As the GOP struggles to whip up enough votes to pass Speaker of the House John  Boehner’s bill, even the flame throwers such as Ann Coulter are saying that it must pass.


But the tea party freshmen, possibly enamored of their own moral superiority, aren’t convinced. I had admired the tea party and praised them for standing firm on taxes. But now, with success in their grasp, they threaten to hand a victory to a president who regards raising taxes as the Holy Grail.   


Charles Krauthammer extols the conservatives in the House but he explains why they must pass the Boehner bill:



I have every sympathy with the conservative counterrevolutionaries. Their containment of the Obama experiment has been remarkable. But reversal – rollback, in Cold War parlance – is simply not achievable until conservatives receive a mandate to govern from the White House.



Lincoln is reputed to have said: I hope to have God on my side, but I must have Kentucky. I don’t know whether conservatives have God on their side (I keep getting sent to His voice mail), but I do know that they don’t have Kentucky – they don’t have the Senate, they don’t have the White House. And under our constitutional system, you cannot govern from one house alone. Today’s resurgent conservatism, with its fidelity to constitutionalism, should be particularly attuned to this constraint, imposed as it is by a system of deliberately separated – and mutually limiting – powers.



Given this reality, trying to force the issue – turn a blocking minority into a governing authority – is not just counter-constitutional in spirit but self-destructive in practice.


The tea party is not being asked to surrender its ideals, which members have successfully put forward since the midterms, but to recognize and work within our system of government. That should be a no-brainer.


If the tea party does self-destruct over the Boehner bill, it will be a shame. Peggy Noonan has a great summary of how the tea party revived the GOP… and how the GOP must save the tea party from its worst instincts:



The Republican establishment reasserted itself this week, and good thing, too, because the establishment was right. It said Republicans in the House should back and pass the Boehner bill on the debt ceiling because it goes in the right directions, contains spending cuts but not taxes, and is viable. So accept victory, avert crisis, and get it to the Senate.
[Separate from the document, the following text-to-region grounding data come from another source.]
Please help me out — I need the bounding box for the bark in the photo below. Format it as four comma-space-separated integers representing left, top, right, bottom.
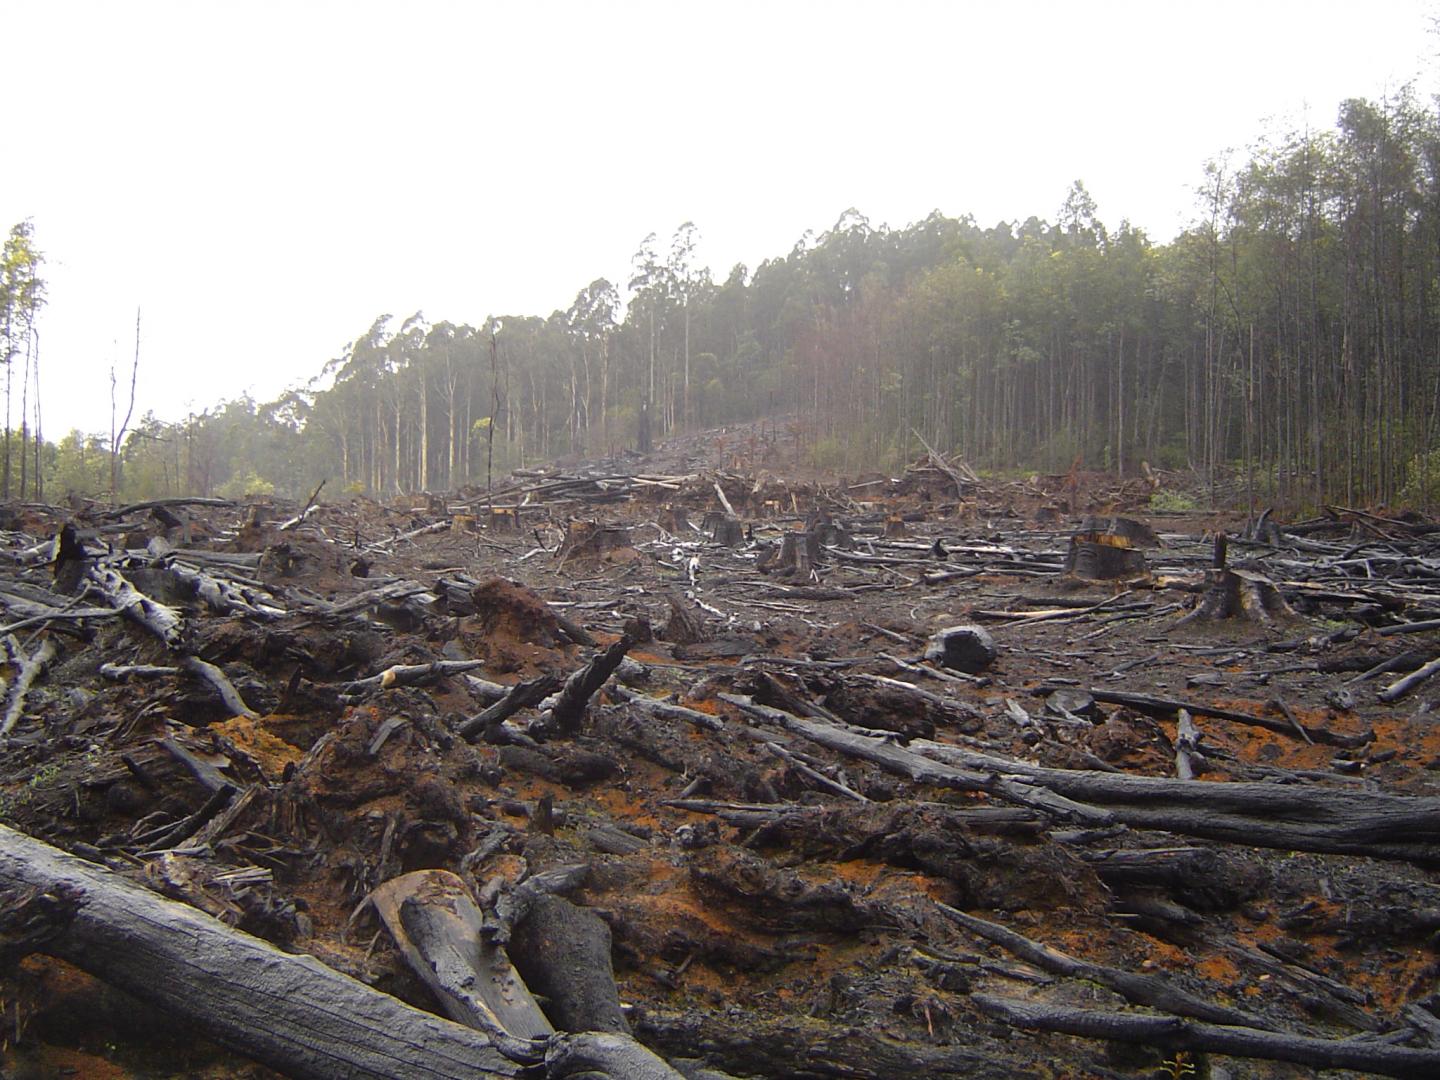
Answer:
0, 824, 522, 1080
85, 563, 185, 649
972, 995, 1440, 1079
938, 904, 1279, 1029
372, 870, 552, 1063
550, 635, 634, 735
0, 635, 56, 735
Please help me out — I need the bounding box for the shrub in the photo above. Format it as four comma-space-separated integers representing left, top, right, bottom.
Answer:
218, 470, 275, 499
1399, 448, 1440, 509
1150, 488, 1199, 512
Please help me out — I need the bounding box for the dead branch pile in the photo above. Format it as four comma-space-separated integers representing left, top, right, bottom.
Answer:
4, 435, 1440, 1078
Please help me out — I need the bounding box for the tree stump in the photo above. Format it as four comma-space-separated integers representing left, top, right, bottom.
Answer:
706, 514, 744, 547
557, 521, 634, 565
774, 529, 823, 577
486, 507, 520, 532
1177, 532, 1294, 626
1064, 530, 1149, 582
659, 505, 691, 535
1178, 567, 1295, 626
924, 625, 998, 673
664, 593, 711, 645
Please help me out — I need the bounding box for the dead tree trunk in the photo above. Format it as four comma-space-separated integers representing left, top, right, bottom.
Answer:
0, 824, 523, 1080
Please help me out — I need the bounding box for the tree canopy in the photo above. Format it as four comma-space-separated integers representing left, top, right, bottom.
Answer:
17, 86, 1440, 510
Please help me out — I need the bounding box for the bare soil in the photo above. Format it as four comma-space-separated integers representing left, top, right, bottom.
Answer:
2, 418, 1439, 1079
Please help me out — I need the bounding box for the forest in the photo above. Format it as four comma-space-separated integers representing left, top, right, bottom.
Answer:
6, 86, 1440, 511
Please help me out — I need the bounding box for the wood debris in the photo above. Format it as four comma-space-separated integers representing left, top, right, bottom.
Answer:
3, 424, 1440, 1078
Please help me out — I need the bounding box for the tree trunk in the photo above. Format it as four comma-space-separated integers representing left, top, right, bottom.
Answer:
0, 824, 523, 1080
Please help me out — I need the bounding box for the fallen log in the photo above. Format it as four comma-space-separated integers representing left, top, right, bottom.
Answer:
550, 634, 635, 734
457, 674, 561, 743
160, 557, 284, 619
0, 635, 57, 736
100, 657, 258, 720
341, 658, 491, 702
718, 693, 1113, 825
938, 904, 1275, 1029
0, 823, 523, 1080
724, 694, 1440, 862
1061, 686, 1370, 748
971, 995, 1440, 1079
1380, 654, 1440, 702
179, 654, 259, 718
99, 496, 236, 520
86, 562, 185, 648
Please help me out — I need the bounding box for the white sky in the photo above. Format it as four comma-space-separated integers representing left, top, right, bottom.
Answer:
4, 0, 1435, 438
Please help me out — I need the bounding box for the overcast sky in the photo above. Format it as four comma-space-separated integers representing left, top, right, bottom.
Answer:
4, 0, 1435, 438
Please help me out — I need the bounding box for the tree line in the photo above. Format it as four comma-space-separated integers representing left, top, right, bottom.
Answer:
13, 86, 1440, 511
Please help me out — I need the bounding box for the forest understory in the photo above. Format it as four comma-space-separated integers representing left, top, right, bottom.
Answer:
2, 417, 1440, 1080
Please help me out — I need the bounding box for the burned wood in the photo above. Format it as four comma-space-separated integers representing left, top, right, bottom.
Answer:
550, 634, 635, 734
0, 824, 523, 1080
86, 562, 185, 648
457, 673, 561, 743
371, 870, 551, 1063
610, 685, 725, 731
11, 441, 1440, 1079
277, 479, 326, 531
0, 881, 86, 966
180, 654, 259, 718
101, 658, 257, 720
0, 635, 56, 736
99, 496, 236, 520
340, 658, 491, 701
1064, 686, 1369, 747
159, 556, 284, 619
664, 592, 711, 644
1173, 709, 1204, 779
1380, 654, 1440, 702
1177, 565, 1295, 625
972, 995, 1440, 1079
158, 735, 233, 795
131, 782, 237, 851
938, 904, 1275, 1029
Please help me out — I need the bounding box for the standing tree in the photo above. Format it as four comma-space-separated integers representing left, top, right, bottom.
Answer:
668, 222, 711, 432
0, 221, 45, 501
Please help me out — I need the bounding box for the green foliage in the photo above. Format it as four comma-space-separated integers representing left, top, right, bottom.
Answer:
47, 430, 110, 498
19, 88, 1440, 510
1398, 447, 1440, 508
1150, 488, 1200, 512
217, 469, 276, 499
808, 436, 847, 471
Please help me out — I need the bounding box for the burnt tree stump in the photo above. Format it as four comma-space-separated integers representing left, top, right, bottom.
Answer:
924, 625, 998, 674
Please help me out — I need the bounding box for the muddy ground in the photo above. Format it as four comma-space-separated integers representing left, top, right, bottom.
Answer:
2, 419, 1439, 1079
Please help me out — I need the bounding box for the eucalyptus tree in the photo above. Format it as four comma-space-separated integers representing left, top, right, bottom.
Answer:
1, 221, 45, 500
668, 222, 710, 430
626, 233, 667, 439
567, 278, 618, 445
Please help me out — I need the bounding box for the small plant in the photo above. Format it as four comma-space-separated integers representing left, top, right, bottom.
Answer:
1150, 488, 1199, 512
1399, 447, 1440, 509
1156, 1051, 1197, 1079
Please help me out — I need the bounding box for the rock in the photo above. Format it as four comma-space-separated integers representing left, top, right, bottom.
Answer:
924, 625, 997, 673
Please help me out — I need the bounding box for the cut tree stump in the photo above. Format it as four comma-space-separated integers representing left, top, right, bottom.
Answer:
1064, 529, 1149, 582
1178, 534, 1294, 625
702, 512, 743, 546
557, 521, 634, 566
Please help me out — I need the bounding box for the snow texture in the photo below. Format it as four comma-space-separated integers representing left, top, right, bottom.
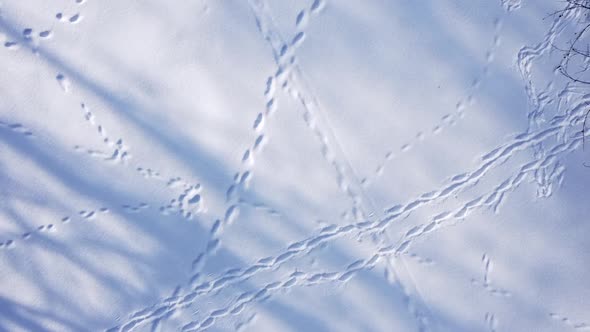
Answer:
1, 0, 589, 331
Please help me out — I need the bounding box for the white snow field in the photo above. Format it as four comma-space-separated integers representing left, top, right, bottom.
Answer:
1, 0, 590, 331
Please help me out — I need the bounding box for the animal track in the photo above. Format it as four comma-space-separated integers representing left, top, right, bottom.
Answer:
238, 198, 284, 219
56, 73, 71, 93
76, 103, 132, 164
0, 239, 15, 250
136, 237, 438, 332
168, 0, 329, 308
2, 0, 88, 53
159, 184, 205, 219
137, 167, 161, 179
125, 109, 581, 326
122, 203, 150, 214
59, 61, 193, 182
119, 252, 383, 332
485, 312, 499, 332
39, 30, 52, 39
397, 132, 583, 256
470, 254, 512, 298
0, 207, 109, 251
362, 17, 504, 189
68, 13, 82, 24
252, 0, 375, 231
72, 100, 203, 216
500, 0, 521, 12
3, 0, 587, 331
549, 312, 590, 330
516, 8, 576, 196
0, 120, 35, 137
111, 92, 590, 330
406, 252, 435, 266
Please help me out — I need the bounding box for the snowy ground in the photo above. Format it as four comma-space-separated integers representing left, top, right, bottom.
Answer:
1, 0, 590, 331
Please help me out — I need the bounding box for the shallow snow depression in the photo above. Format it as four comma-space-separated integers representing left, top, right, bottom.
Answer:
1, 0, 589, 331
The establishment was being conservative in the Burkean sense: acknowledges reality, respect it, and make the most progress possible within it. This has not always been true of them. They spent the first decade of this century backing things a truly conservative party would not have dreamed of-careless wars, huge spending and, most scandalously, a dreamy and unconservative assumption that it would all work out because life is sweet and the best thing always happens. They were mostly led by men and women who had never been foreclosed on and who assumed good luck, especially unearned good luck, would continue. They were fools, and they lost control of their party when the tea party rose up, rebuking and embarrassing them. Then the tea party saved them by not going third party in 2009-10. And now the establishment has come forward to save the tea party, by inching it away from the cliff and reminding it the true battles are in 2012, and after. Let’s hope the tea party takes the opportunity.


P.S. You gotta love Peggy’s description of White House spokesman Jay Carney as standing there “looking like a ferret with flop sweat” as he tried to persuade the press that President Obama is still relevant to this process. The only thing that could make him relevant again is the failure of the Boehner bill.